Pfarrkirche Maria Geburt (2005) mit dem im Jahre 2013 abgerissenen Gemeindehaus im Vordergrund

Nach umfangreicher Planung durch die Aschaffenburger Architekten und Bauunternehmer Franz und Roman Wörner wurde am 10. Juni 1894 der Grundstein der Kirche Maria Geburt gelegt. Schon ein Vierteljahr später, am Fest Mariä Geburt (8. September), saß der Richtstrauß auf dem Turm. Die neugotische Hallenkirche aus rotem und weißem Sandstein ist mit vier Tragsäulen ausgeführt, 43 m lang, 18 m breit, 12,50 m / 14,50 m hoch und hat einem 57,90 m hohen Turm. Altäre, Kanzel, Kommunionbank und Chorgestühl wurden von Bruno Link in Stockheim bei Mellrichstadt gefertigt. Die Farbverglasungen der Fenster entstanden in der Werkstatt von Hermann Beiler in Heidelberg. Das Chorbogenkreuz schufen die Brüder Schiestl in Würzburg. Ebenso stellte man die Heiligenfiguren aus der alten Kirche auf. Altardecken, Messgewänder und Baldachin wurden bei den örtlichen Armen Schulschwestern gefertigt, einen besonderen Wohltäter hatte die Gemeinde im Erzbischöflich-Geistlichen Rat Adalbert Huhn, Stadtpfarrer an der Heilig-Geist-Kirche (München), dessen Vater in Schweinheim geboren worden war. Eine gotische Monstranz, Ciborien, Leuchter und einige Paramente kamen von dort.[2]

1955 wurde das Kircheninnere entsprechend der liturgischen Entwicklung umgestaltet. Ein Hochaltar in Tischform wurde aufgestellt, das Mittelfenster im Chor wurde von dem jungen Künstler Friedrich Höfer aus Bensheim gestaltet. Die anderen Kirchenfenster wurden von einheimischen Künstlern geschaffen.[3]
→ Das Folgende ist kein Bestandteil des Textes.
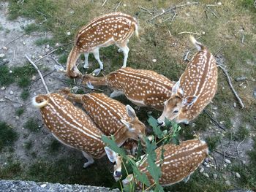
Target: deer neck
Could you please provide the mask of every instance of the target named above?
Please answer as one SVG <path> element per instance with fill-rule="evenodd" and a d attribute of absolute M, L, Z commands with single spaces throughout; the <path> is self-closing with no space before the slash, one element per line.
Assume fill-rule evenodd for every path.
<path fill-rule="evenodd" d="M 121 146 L 126 140 L 127 140 L 127 131 L 128 128 L 123 125 L 115 134 L 115 141 L 118 147 Z"/>

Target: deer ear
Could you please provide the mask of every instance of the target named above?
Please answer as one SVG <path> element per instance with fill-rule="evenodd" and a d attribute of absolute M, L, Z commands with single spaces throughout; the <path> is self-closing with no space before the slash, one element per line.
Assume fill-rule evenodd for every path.
<path fill-rule="evenodd" d="M 123 123 L 130 131 L 135 131 L 135 129 L 132 128 L 132 125 L 129 122 L 126 121 L 124 119 L 121 119 L 121 122 Z"/>
<path fill-rule="evenodd" d="M 133 108 L 129 106 L 129 104 L 127 105 L 127 112 L 129 118 L 131 118 L 132 120 L 135 119 L 136 118 L 136 113 Z"/>
<path fill-rule="evenodd" d="M 175 95 L 175 94 L 177 94 L 178 93 L 178 90 L 179 88 L 179 80 L 176 82 L 176 83 L 175 83 L 174 86 L 172 88 L 172 96 L 173 95 Z"/>
<path fill-rule="evenodd" d="M 187 96 L 183 99 L 182 104 L 187 105 L 187 106 L 192 105 L 197 101 L 197 96 Z"/>
<path fill-rule="evenodd" d="M 104 149 L 105 149 L 105 151 L 106 152 L 106 154 L 109 161 L 110 161 L 112 163 L 115 163 L 117 159 L 116 153 L 108 147 L 105 147 Z"/>

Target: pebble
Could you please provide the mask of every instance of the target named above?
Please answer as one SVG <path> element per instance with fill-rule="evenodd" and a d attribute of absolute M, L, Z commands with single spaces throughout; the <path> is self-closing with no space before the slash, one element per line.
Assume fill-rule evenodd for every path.
<path fill-rule="evenodd" d="M 226 180 L 225 181 L 225 183 L 227 185 L 231 185 L 231 183 L 230 183 L 230 180 Z"/>
<path fill-rule="evenodd" d="M 226 158 L 226 159 L 225 160 L 225 162 L 226 164 L 231 164 L 230 160 L 229 160 L 229 159 L 227 159 L 227 158 Z"/>
<path fill-rule="evenodd" d="M 203 167 L 202 167 L 201 169 L 200 169 L 199 172 L 203 173 L 204 170 L 205 170 L 205 169 Z"/>
<path fill-rule="evenodd" d="M 208 174 L 208 173 L 203 173 L 203 174 L 204 176 L 206 176 L 206 177 L 210 177 L 209 175 Z"/>
<path fill-rule="evenodd" d="M 236 177 L 238 177 L 238 178 L 241 178 L 241 175 L 240 175 L 240 174 L 239 174 L 239 173 L 236 172 L 235 175 L 236 175 Z"/>

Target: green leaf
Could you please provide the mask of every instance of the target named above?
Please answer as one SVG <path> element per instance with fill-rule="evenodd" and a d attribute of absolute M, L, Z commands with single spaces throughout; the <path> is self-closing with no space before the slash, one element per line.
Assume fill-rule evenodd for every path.
<path fill-rule="evenodd" d="M 113 138 L 112 138 L 113 139 Z M 123 149 L 120 148 L 116 143 L 115 142 L 114 139 L 110 139 L 109 137 L 102 135 L 102 140 L 107 145 L 109 146 L 109 147 L 113 150 L 113 151 L 115 151 L 116 153 L 117 153 L 119 155 L 124 157 L 124 158 L 127 158 L 127 155 L 125 154 L 125 152 Z"/>

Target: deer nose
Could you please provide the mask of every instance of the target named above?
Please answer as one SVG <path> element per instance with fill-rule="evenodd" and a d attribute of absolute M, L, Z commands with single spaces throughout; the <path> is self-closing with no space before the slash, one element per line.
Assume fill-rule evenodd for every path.
<path fill-rule="evenodd" d="M 121 177 L 121 172 L 115 171 L 114 174 L 115 174 L 115 177 Z"/>

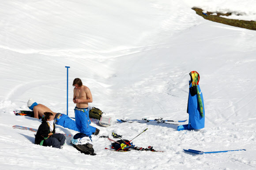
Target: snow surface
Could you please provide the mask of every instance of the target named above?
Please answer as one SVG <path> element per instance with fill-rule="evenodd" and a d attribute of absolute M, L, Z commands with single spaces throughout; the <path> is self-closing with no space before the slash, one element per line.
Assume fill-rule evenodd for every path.
<path fill-rule="evenodd" d="M 205 20 L 191 8 L 255 20 L 254 0 L 3 0 L 0 2 L 1 169 L 255 169 L 256 32 Z M 90 88 L 92 106 L 112 118 L 93 137 L 95 156 L 67 138 L 63 149 L 34 144 L 41 121 L 15 116 L 32 97 L 74 117 L 72 82 Z M 120 123 L 116 119 L 188 119 L 188 74 L 196 70 L 205 127 Z M 188 122 L 181 123 L 185 124 Z M 104 149 L 112 132 L 165 152 Z M 77 132 L 57 126 L 56 131 Z M 246 149 L 195 155 L 203 152 Z"/>

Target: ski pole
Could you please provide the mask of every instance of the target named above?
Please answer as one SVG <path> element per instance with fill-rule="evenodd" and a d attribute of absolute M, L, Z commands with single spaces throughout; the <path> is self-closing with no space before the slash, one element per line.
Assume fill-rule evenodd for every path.
<path fill-rule="evenodd" d="M 143 133 L 144 132 L 145 132 L 145 131 L 146 131 L 146 130 L 147 130 L 147 129 L 147 129 L 147 128 L 146 129 L 145 129 L 145 130 L 144 130 L 143 131 L 143 132 L 142 132 L 142 133 L 139 133 L 139 134 L 138 134 L 138 135 L 137 135 L 137 136 L 136 137 L 135 137 L 135 138 L 134 138 L 133 139 L 132 139 L 132 140 L 130 140 L 130 141 L 129 141 L 129 142 L 128 142 L 128 143 L 130 143 L 130 142 L 131 142 L 131 141 L 132 140 L 134 140 L 134 139 L 135 139 L 137 137 L 138 137 L 138 136 L 139 136 L 139 135 L 140 135 L 141 133 Z M 125 143 L 126 143 L 126 142 L 125 142 Z M 130 145 L 130 146 L 131 146 L 131 145 Z M 121 148 L 119 148 L 119 149 L 118 149 L 118 150 L 117 150 L 117 151 L 119 151 L 119 149 L 120 149 L 120 148 L 123 148 L 123 147 L 121 147 Z"/>

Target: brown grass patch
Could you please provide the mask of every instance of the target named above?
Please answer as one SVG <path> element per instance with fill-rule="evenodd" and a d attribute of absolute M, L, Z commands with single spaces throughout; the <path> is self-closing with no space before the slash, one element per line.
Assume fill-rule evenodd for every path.
<path fill-rule="evenodd" d="M 244 20 L 239 20 L 237 19 L 227 19 L 225 18 L 221 17 L 220 15 L 229 16 L 231 14 L 217 14 L 216 15 L 211 15 L 213 14 L 212 12 L 207 12 L 207 15 L 203 13 L 203 10 L 201 9 L 192 9 L 196 11 L 196 14 L 201 16 L 204 19 L 214 22 L 221 23 L 222 24 L 228 25 L 231 26 L 236 26 L 245 28 L 246 29 L 256 30 L 256 22 L 253 21 L 248 21 Z"/>

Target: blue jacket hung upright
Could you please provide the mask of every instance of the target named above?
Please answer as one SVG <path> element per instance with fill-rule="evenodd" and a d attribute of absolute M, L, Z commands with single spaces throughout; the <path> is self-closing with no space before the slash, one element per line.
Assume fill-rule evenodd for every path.
<path fill-rule="evenodd" d="M 199 85 L 200 76 L 196 71 L 189 73 L 189 91 L 187 112 L 189 115 L 188 124 L 178 126 L 178 131 L 200 129 L 204 127 L 205 118 L 203 93 Z"/>

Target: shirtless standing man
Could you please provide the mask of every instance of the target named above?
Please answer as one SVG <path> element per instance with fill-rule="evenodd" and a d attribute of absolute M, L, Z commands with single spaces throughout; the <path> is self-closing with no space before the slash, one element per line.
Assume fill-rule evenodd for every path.
<path fill-rule="evenodd" d="M 76 103 L 75 115 L 76 127 L 79 132 L 90 137 L 93 133 L 97 135 L 99 129 L 90 126 L 91 123 L 89 117 L 88 103 L 92 102 L 92 96 L 90 89 L 83 85 L 79 78 L 73 81 L 74 97 L 73 102 Z"/>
Die Kirche wurde 1961 „entgotisiert“ und 1999 nach dem Gesamtkonzept des Wiener Bildhauers und Künstlers Leo Zogmayer völlig umgestaltet. Alle Fenster und liturgischen Objekte wurden in einer stark reduzierten Formensprache eigens für diesen Raum entworfen. Es ist ein heller Raum, der den Eintretenden Weite und Freiheit, Klarheit und Offenheit atmen lässt. Er ist wie geschaffen für liturgische und kulturelle Versammlungen ebenso wie zur Meditation.[4]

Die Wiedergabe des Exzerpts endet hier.